Investment banks Morgan Stanley, Citigroup, Bank of America, Goldman Sachs, and Deutsche Bank have announced plans to cut operating costs that include eliminating jobs. The cost cutting measures follow decline in trading and investment banking revenue in the second quarter due to reduced deal and trading volume. Chief among the reasons the investment banks attribute to decline in M&A and trading activity is the concern that Greece would leave the euro and the region’s sovereign-debt crisis would spread to other nations.
Morgan Stanley cuts pay pool for investment bank
The sixth-largest U.S. bank by assets, Morgan Stanley, paid a total of $3.53 billion in the first six months of the year to investment bank employees in salaries, bonuses and benefits. The amount was 15 percent lower from a year earlier. In addition, the bank plans to cut staff strength by another 700 in the second half of the year, bringing total 2012 staff reductions to 4,000. Morgan Stanley’s company wide compensation expense, the firm’s largest expense, was down to $8.1 billion for the first six months this year from $8.9 billion for the corresponding period in 2011.

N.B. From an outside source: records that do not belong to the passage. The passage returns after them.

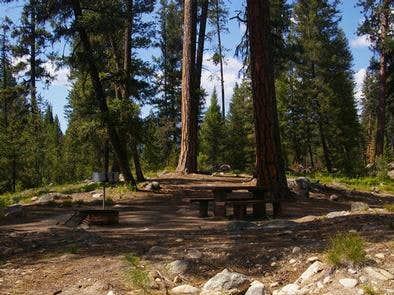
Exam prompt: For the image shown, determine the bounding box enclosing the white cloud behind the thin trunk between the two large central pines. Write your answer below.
[201,53,242,112]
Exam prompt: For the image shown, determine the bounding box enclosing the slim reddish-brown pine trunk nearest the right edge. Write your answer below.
[375,0,389,159]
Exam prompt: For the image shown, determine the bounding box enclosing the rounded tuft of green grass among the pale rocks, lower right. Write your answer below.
[326,233,366,266]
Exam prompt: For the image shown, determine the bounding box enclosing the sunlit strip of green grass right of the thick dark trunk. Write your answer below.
[288,172,394,194]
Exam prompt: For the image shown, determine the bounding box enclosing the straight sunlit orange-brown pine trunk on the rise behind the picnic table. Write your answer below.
[176,0,198,173]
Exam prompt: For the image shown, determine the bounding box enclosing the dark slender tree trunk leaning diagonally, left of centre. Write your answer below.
[71,0,136,185]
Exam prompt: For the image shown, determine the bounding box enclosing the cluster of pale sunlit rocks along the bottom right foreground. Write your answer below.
[167,252,394,295]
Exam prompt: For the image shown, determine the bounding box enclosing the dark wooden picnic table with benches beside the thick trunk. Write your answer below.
[190,185,268,219]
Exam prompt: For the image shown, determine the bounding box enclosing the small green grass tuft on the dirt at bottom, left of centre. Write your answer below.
[124,253,151,294]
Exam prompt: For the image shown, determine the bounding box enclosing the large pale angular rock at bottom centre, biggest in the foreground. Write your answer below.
[202,269,250,294]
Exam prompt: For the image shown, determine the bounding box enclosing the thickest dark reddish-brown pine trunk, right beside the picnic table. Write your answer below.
[247,0,289,216]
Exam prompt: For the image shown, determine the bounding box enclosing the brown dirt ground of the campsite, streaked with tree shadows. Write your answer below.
[0,174,394,295]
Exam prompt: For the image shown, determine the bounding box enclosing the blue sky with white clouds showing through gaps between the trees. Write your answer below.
[0,0,372,131]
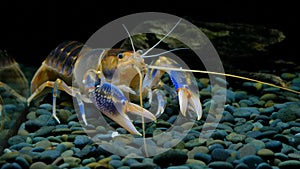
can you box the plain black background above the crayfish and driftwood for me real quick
[0,0,299,66]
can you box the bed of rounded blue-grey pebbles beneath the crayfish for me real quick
[0,73,300,169]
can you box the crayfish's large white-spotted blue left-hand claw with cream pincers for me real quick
[84,71,156,135]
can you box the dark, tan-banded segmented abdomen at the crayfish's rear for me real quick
[45,41,83,76]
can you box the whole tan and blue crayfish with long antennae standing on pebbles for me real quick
[0,18,300,139]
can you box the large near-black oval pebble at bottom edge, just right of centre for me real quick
[153,149,188,166]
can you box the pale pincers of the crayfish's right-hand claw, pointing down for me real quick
[178,87,202,120]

Deutsche Bank to cut 1,000 investment bank jobs
Deutsche Bank is planning to cut about 1,000 jobs at its investment bank. The cuts will slash the bank’s investment banking staff by roughly 10 percent and will target senior investment banking and back-office jobs outside of Germany. The decision to cut jobs is somewhat of a surprise since bank officials said in April they had no plans to trim the investment banking division. However since April, many companies have either withdrawn or delayed their planned initial public offerings and other deals due to uncertainty surrounding Greece’s national elections and the Spanish bailout.
Citigroup to cut 350 more jobs in investment bank, trading
Citigroup plans to cut about 350 additional jobs this year from the securities division, which includes investment banking and trading operations. The reductions amount to about 2 percent of the unit’s staff. The company attributed the additional job cuts to the need to control expenses in light of weak market conditions. Back in January, Citigroup announced plans to cut 1,200 people to save $600 million this year at the securities and banking division.
Goldman Sachs to cut senior positions, hire junior employees
Goldman Sachs is embarking on a new round of cost cutting measures, which will include laying off some senior employees. The investment bank has increased its planned annual cost reduction target to $1.9 billion from the previously announced target of $1.4 billion. During the June quarter, investment banking revenue decreased 17 percent compared to the corresponding prior year quarter. The bank plans to cut senior positions, but it still plans to hire junior employees through channels such as regular campus recruiting.
Bank of America Plans $3 Billion in New Cost Cuts
Bank of America plans to slash costs by $3 billion annually in commercial lending, investment banking and wealth management. The bank did not detail planned job cuts in the latest round of the plan. It shrunk its workforce by approx. 12,000 at the end of June.